“Hell will seem like a day at the spa before I’m done with the Horsemen,” a villain remarks ominously at one point in “Now You See Me 2,” the sequel to the surprise 2014 hit about a quartet of corruption-fighting magicians. The experience of viewers at the movie won’t be quite that bad, but it’s certainly more purgatorial than heavenly.
As you might recall, the first picture ended with the exposure and downfall of Arthur Tressler (Michael Caine), the money-grubbing insurance magnate, and the incarceration of magic-debunking Thaddeus Bradley (Morgan Freeman), as a result of the complicated devices of the magicians known as the Four Horsemen. Those performers were recruited—it’s ultimately revealed—by FBI Agent Dylan Rhodes (Mark Ruffalo) to avenge the death of his father in a dangerous trick and the subsequent failure of Tressler’s company to pay on his insurance policy. This one opens with three of the four—“Danny” Atlas (Jesse Eisenberg), Merritt McKinney (Woody Harrelson) and Jack Wilder (Dave Franco)—keeping under the radar while Rhodes waits to get word of their next assignment. Their erstwhile comrade Henley Reeves (Isla Fisher) has retired from the fray, but not to worry: she’s soon replaced by Lula (Lizzy Caplan) to provide the requisite female component.

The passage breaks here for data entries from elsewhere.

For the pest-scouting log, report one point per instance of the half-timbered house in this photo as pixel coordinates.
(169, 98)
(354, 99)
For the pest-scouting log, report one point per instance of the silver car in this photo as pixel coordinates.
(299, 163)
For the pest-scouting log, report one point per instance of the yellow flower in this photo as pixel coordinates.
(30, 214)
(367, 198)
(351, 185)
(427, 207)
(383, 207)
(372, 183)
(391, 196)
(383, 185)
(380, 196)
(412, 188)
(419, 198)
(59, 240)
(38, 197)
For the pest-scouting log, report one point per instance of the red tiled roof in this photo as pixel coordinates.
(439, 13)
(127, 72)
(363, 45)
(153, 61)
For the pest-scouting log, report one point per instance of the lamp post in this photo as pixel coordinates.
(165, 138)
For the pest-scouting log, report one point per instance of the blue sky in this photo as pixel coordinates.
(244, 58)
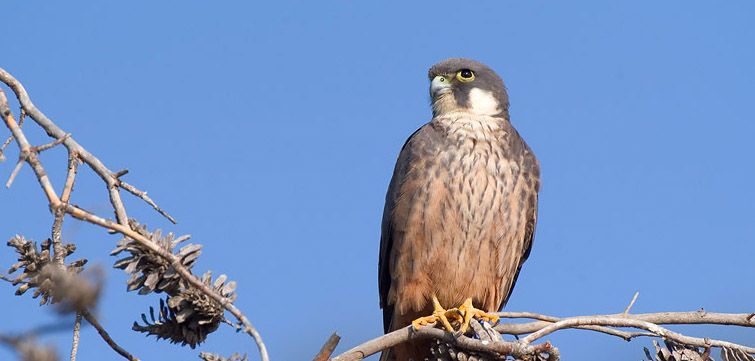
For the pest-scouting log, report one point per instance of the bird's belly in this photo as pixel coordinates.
(463, 218)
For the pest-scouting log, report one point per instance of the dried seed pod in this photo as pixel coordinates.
(190, 315)
(207, 356)
(51, 283)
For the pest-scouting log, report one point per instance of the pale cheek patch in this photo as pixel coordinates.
(483, 102)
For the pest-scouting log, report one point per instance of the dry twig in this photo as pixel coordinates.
(61, 205)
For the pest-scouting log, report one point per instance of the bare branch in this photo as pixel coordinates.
(428, 332)
(44, 147)
(106, 337)
(328, 348)
(75, 342)
(113, 184)
(625, 322)
(10, 138)
(660, 318)
(13, 174)
(631, 303)
(143, 195)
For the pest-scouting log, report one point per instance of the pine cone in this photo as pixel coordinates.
(55, 284)
(207, 356)
(150, 272)
(190, 315)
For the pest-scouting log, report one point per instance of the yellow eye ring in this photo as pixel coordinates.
(465, 75)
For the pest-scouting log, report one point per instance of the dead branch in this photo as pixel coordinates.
(76, 334)
(649, 322)
(106, 337)
(61, 205)
(660, 318)
(516, 349)
(328, 348)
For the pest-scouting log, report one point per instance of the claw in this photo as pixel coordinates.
(469, 312)
(439, 314)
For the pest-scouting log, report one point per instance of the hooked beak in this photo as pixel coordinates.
(440, 85)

Rhodes, who’s still with the FBI pretending to be trying to apprehend the Horsemen, at last receives a new job for them from their mysterious creator, The Eye: to reveal the privacy-destroying practices of a tech mogul. Their convoluted scheme to unmask him in public works, thanks to some hypnotic skill, but the tables are quickly turned against them by Walter Mabry (Daniel Radcliffe), a secretive behind-the-scenes manipulator who kidnaps them to Macau and compels them to steal a computer circuit that can de-encrypt any software program from a protective fortress. Meanwhile Rhodes’ cover is blown, and he’s compelled to free Bradley from jail to help him track down and rescue the Horsemen. It wouldn’t be fair to reveal much more about the twists and turns the plot takes from there, but one of the elements involves the introduction of Merritt’s estranged twin brother, also played by Harrelson of course, who has skills comparable to his sibling’s.

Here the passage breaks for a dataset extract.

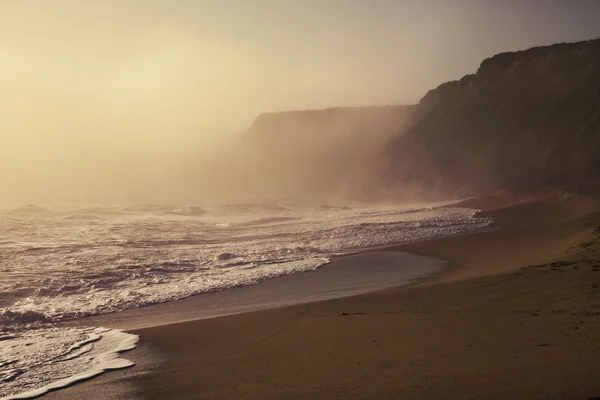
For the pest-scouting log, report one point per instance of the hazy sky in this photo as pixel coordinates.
(80, 80)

Like its predecessor, “See Me 2” is essentially a heist movie, but one in which each tension-generating stage in the operation involves some spectacular feat of prestidigitation, and the stakes grow even higher when a member of the troupe is put in imminent peril. Much of the effect is based on the sleight of hand that misdirects viewers as much as it does the Horsemen’s supposedly enthralled audiences, or—in the end—the villains. But to play at all fair, the scenario also has to explain how the tricks are pulled off, and make the explanation at least remotely plausible. There are a couple of instances in this case where new director Jon M. Chu and his colleagues manage this feat fairly well—the sequence about the group’s toppling of the tech magnate early on, for example, or the one that shows their theft of that computer circuit; these might not be convincing in any realistic sense, but they’re played out humorously enough to pass muster.
Elsewhere, though, they’re much less successful. Ruffalo’s big moment, involving the safe in which his father died, feels as though it comes from a different kind of movie entirely, and its denouement stretches credulity even beyond what’s permissible in such fare. And the finale takes the picture into territory where pleasant flights of fancy evolve into ponderous hokum. The coda, moreover, feels like pandering to an audience that doesn’t like seeing one of the most likable performers of the day presented as a crook.
The cast can be divided between those who try, however futilely, to maintain some semblance of credibility under difficult circumstances, and those who just go the frantic route. The former group includes Ruffalo, who’s entirely too serious for his own good; the typically suave Freeman; and even Eisenberg and Franco, who tone down their usual manic quality. The latter group features Harrelson, who mugs mercilessly in both his roles; Caplan, who’s so insistently kooky that you might want to slap her; and Radcliffe, who at least has the excuse that his zany turn is predicated on the role being written as a wacked-out Bond-style bad-guy. Caine shows up as the guy the Horsemen derailed the first time around, and does his customary shtick, this time with about as much conviction as he demonstrated in the notorious Steven Seagal flick, “On Deadly Ground.”
Naturally there’s a lot of visual pizzazz in the movie, with cinematographer Peter Deming and editor Stan Salfas doing their best to keep the glitzy action sequences as coherent as they can and sometimes succeeding: it’s the fault of the script, nor them, when things go off the rails. It must be said, though, that Sharon Seymour’s production design overdoes the garishness, and Brian Tyler’s score works too hard to energize things.
The original “Now You See Me” wasn’t any better than average, an overly busy picture that was nowhere near as smart as it pretended to be; the sequel, unfortunately, feels like pretty much the same trick repeated with even less finesse the second time around, to diminishing returns. Of course, the coda leaves the door open for a third installment; one can only hope that anemic box office returns for this entry will make it disappear before it materializes.